The customs of the mess at Sootythorn were not likely to place him in the power of his old enemy again; for although the officers were not severely abstinent, their utmost conviviality scarcely extended beyond the daily habits of the very soberest of Shaytonians.

Viewing the matter, therefore, from the standpoint of his personal experience, Dr. Bardly looked upon Ogden as now the most temperate of men. It is true that as a militia officer he could not follow a new rule of his about not entering inns, for the business of the regiment required him to visit a dozen inns every day, and to eat and sleep in one for a month together; and it is obvious that the other good rule about not drinking spirits at Twistle Farm could not be very advantageous to him just now, seeing that, although it was always in force, it was practically efficacious only during his residence under his own roof. It seems a pity that he did not legislate for himself anew, so as to meet his altered circumstances; but the labors of regimental duty appeared so onerous that extraordinary stimulation seemed necessary to meet this extraordinary fatigue, and it would have appeared imprudent to confine himself within rigidly fixed limits which necessity might compel him to transgress. So in point of fact Mr. Ogden was a free agent again.

Whilst Philip Stanburne had remained at the Blue Bell, Lieutenant Ogden had been in all respects a model of good behavior. He had watched by Philip's bedside in the evenings, sometimes far into the night, and the utmost extent of his conviviality had been a glass of grog with the Whittlecup doctor. But the day Philip Stanburne was removed, Lieutenant Ogden, after having dined and inspected his billets, began to feel the weight of his loneliness, and he felt it none the less for being accustomed to loneliness at the Farm.

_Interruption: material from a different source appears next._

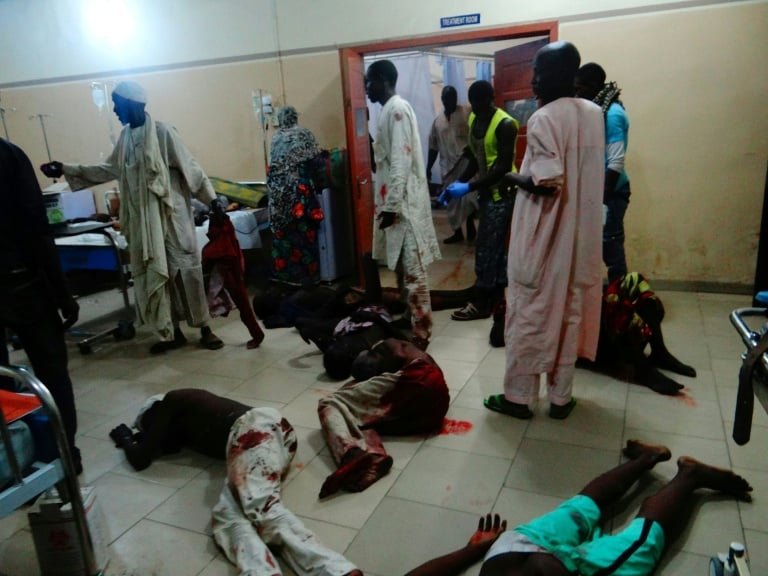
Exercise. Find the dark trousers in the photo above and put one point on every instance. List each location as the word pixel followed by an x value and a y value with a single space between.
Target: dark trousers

Captain Stanburne's illness, and the regular evening talk with the Whittlecup doctor, had hitherto given an interest to Isaac Ogden's life at the Blue Bell, and this interest had been suddenly removed. Something must be found to supply its place; it became necessary to cultivate the acquaintance of somebody in the parlor.

It is needless to trouble the reader with details about the men of Whittlecup whom Mr. Ogden found there, because they have no connection with the progress of this history. But he found somebody else too, namely, Jeremiah Smethurst, a true Shaytonian, and one of the brightest ornaments of the little society that met at the Red Lion. When Jerry saw his old friend Isaac Ogden, whom he had missed for many weeks, his greeting was so very cordial, so expressive of good-fellowship, that it was not possible to negative his proposition that they should "take a glass together."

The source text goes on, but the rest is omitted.